Operational efficiency: Timeboxing data taught us that historical data is always weird, but we can now make realistic estimates on how long migrations will take and know how to avoid production outages when doing huge reads.
Scalability: When it comes to big data, nothing is performant if you have to do a full table scan. Our time-boxed solution can handle as much data as we can imagine—and more.
Cost savings: Storing archival data in GCS is incredibly cheap, so the cost to store data is now tremendously lower. That’s a benefit for customers, too—it keeps product costs lower and enables us to make a tremendous amount of historical data available to them.
Better customer experience: Customers have reliably speedy queries for both UI and export cases. Beyond that, we now have the freedom to build out more functionality to deliver more value.

So here we are, at the end of our evolutionary journey—at least for now. We emerged from the primordial soup, sprouted legs and hair and opposable thumbs, and have a big-brained homo sapiens form of data management (or maybe it’s a capybara—whatever the epitome of evolutionary excellence may be).

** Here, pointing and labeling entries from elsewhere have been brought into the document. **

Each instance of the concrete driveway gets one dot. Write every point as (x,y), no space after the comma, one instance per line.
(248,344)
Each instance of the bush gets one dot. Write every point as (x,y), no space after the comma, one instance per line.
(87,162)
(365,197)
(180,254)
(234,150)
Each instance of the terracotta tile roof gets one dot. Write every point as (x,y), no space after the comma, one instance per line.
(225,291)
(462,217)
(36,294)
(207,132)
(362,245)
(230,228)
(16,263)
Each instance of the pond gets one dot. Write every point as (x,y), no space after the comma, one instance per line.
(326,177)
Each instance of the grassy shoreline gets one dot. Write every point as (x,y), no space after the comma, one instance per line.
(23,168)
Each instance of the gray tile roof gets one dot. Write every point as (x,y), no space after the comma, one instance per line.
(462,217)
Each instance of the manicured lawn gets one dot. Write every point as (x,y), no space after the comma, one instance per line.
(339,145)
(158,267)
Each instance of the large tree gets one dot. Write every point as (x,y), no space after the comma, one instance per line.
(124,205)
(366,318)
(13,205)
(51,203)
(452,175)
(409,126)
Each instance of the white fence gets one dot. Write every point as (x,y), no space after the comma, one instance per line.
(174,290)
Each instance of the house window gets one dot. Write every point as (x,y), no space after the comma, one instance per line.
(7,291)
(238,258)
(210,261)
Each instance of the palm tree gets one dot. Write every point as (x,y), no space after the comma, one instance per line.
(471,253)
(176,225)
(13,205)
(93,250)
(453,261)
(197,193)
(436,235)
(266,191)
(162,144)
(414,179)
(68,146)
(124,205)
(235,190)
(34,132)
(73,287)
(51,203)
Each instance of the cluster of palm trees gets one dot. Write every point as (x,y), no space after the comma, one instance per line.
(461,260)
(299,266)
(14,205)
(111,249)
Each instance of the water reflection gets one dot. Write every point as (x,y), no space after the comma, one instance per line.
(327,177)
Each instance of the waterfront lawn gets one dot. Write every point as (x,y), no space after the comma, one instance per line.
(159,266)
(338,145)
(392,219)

What’s next? Evolution is never a straight line—in nature or technology. We wandered down some flawed (albeit interesting) paths to our current incarnation. We started implementing our solution into production over a year ago, and we’re just about to complete archive work on the final MySQL table. After that, we'll keep exploring optimizations and look for other ways to apply this model. Who knows? Maybe next we'll morph into a yet-to-be-imagined data management lifeform.